ただ、あいにくわが家の最寄り駅は新横浜駅ではなく横浜線・長津田駅(横浜市内)で、嫁実家の最寄り駅は小倉駅ではなく鹿児島線・折尾駅(北九州市内)です。
「EX予約」ではe特急券の発売終了によって、来年4月以降は今の「スマートEX」と同様に乗車券と特急券がセットになった新幹線相互間のきっぷしか取り扱わなくなります。長津田~折尾という移動をするならば、新幹線の前後の在来線区間は別途買い足す必要が生じます。
在来線の長津田~新横浜間が260円(今年3月14日以降の値上げ後の運賃)、小倉~折尾間450円の運賃を考慮に加え、今年3月末でなくなる往復割引は考慮から除外し、JR東海・西日本が運賃値上げをしないという前提で来年4月以降どうなるか調べてみました。
◆長津田~折尾の価格(来年4月以降の価格)
| 片道 | |
|---|---|
| 正規運賃・料金 | 22,610円 |
| EX予約(EX-IC利用) | 22,690円 |
| スマートEX | 23,120円 |
| EX早特21 | 18,630円 |
| EX早特7 | 19,330円 |
あら不思議。「EX予約」の価格が正規価格よりも割高になっているじゃありませんか!
正規運賃利用時の普通乗車券の区間は特定都区市内制度が適用され横浜市内~北九州市内となり値段は変わりませんが、「EX予約」「スマートEX」とも新幹線前後の在来線の運賃を加算する必要があるためそのぶんが上乗せされ割高になります。
確かに「EX予約」や「スマートEX」は新幹線駅間だけの移動であれば割安になりますが、このように前後に在来線に乗り継ぐ場合は割引額の渋さにより正規価格より割高になる場合があります。
現在、嫁は北九州への帰省に際し往復割引適用の往復乗車券+e特急券という組み合わせで利用していますが、往復乗車券は今年3月末で、e特急券は来年3月末で発売終了となるため、来年4月以降は往復で約4,000円の負担増になります。

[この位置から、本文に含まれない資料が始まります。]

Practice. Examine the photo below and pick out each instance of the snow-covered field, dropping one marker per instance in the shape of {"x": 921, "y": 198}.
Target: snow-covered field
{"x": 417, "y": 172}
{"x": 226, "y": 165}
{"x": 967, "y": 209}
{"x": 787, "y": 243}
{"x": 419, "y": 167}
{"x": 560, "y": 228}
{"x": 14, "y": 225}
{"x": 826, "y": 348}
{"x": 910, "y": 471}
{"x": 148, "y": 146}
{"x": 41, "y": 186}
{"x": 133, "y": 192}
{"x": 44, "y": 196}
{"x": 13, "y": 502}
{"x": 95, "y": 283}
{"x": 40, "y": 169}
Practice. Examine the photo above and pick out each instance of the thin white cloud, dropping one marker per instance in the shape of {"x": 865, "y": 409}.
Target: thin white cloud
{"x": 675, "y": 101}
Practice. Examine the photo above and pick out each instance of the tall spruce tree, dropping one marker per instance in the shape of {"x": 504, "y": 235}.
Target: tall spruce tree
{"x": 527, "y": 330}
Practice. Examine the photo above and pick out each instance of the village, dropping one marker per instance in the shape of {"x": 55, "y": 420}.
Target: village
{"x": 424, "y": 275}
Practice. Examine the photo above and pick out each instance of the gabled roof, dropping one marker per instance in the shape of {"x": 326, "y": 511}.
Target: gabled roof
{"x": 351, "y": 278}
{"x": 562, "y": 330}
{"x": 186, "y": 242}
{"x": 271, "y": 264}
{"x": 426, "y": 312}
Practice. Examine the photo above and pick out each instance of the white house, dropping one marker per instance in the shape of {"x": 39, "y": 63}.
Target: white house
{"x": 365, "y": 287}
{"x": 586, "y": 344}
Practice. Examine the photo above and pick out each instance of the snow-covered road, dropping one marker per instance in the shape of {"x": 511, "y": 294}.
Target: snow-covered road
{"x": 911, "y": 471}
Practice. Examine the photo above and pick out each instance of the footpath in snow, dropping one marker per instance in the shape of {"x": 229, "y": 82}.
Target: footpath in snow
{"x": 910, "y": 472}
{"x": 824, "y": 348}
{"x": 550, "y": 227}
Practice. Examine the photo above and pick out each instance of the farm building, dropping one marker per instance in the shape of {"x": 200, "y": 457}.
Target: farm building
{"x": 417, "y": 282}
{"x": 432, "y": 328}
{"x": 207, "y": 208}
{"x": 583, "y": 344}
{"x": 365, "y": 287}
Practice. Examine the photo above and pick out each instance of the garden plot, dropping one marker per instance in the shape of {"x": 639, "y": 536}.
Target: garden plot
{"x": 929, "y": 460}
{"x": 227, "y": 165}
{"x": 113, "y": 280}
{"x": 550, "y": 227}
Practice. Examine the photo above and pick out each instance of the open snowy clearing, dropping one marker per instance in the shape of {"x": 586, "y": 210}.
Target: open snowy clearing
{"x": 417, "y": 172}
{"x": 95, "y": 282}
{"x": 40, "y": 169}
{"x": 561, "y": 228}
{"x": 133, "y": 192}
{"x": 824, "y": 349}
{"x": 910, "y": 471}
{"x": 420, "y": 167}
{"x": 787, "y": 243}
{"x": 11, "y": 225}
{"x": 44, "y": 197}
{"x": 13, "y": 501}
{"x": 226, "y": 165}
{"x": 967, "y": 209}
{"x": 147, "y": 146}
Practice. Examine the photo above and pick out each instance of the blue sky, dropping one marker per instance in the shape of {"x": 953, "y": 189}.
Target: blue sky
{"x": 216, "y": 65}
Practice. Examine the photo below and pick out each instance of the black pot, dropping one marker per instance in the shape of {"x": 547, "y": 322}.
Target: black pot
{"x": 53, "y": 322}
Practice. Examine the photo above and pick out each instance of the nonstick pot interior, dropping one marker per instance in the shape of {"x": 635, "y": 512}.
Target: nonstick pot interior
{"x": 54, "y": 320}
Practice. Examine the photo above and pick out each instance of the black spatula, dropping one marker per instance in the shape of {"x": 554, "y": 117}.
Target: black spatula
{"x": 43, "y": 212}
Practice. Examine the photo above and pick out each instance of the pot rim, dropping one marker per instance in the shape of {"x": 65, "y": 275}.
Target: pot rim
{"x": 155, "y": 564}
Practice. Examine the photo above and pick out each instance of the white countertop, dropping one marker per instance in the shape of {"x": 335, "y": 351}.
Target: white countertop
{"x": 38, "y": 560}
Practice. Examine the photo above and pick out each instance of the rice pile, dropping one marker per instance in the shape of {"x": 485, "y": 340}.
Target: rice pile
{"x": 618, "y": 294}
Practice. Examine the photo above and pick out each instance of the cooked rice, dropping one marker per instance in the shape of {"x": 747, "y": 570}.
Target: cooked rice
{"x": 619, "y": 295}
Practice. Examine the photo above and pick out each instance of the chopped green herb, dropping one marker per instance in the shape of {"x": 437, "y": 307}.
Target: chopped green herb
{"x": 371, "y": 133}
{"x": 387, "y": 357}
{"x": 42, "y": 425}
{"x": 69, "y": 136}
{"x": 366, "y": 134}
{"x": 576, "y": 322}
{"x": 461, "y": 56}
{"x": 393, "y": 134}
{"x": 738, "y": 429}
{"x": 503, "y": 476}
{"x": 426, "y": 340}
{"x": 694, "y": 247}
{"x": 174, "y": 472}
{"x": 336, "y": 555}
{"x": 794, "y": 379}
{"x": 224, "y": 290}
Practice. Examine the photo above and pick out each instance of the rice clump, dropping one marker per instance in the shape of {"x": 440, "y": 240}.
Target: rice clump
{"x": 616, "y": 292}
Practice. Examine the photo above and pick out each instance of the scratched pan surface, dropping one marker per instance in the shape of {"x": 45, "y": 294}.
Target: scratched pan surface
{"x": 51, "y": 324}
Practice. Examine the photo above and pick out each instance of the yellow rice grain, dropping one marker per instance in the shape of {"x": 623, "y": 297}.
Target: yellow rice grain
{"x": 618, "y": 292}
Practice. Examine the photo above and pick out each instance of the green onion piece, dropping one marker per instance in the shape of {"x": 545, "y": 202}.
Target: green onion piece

嫁にe特急券が来年3月でなくなることを伝えると、さらなる負担増にさすがに渋い顔をしていました。これからは計画的に日程を組んで早特を取るか、飛行機の利用も検討することを勧めておきました。ちなみに航空会社では要介護状態の近親者を介護するために帰省する際の「介護割引」という運賃を設定しているところもあります。
それにしても、年会費を払って「EX予約」を利用するよりも、駅のみどりの窓口や指定席券売機で普通に買った方が安い時代が来るなんて思いませんでした。これでは「EX予約」が自らのサービスを自己否定したも同然です。
「EX予約」は20年以上利用してきましたが、早特の繁忙期利用制限の追加や2023年9月の商品改定、そして今回のe特急券発売終了と改悪を重ねているので、この傾向が続くのであればそろそろ見切りをつけようかと思っています。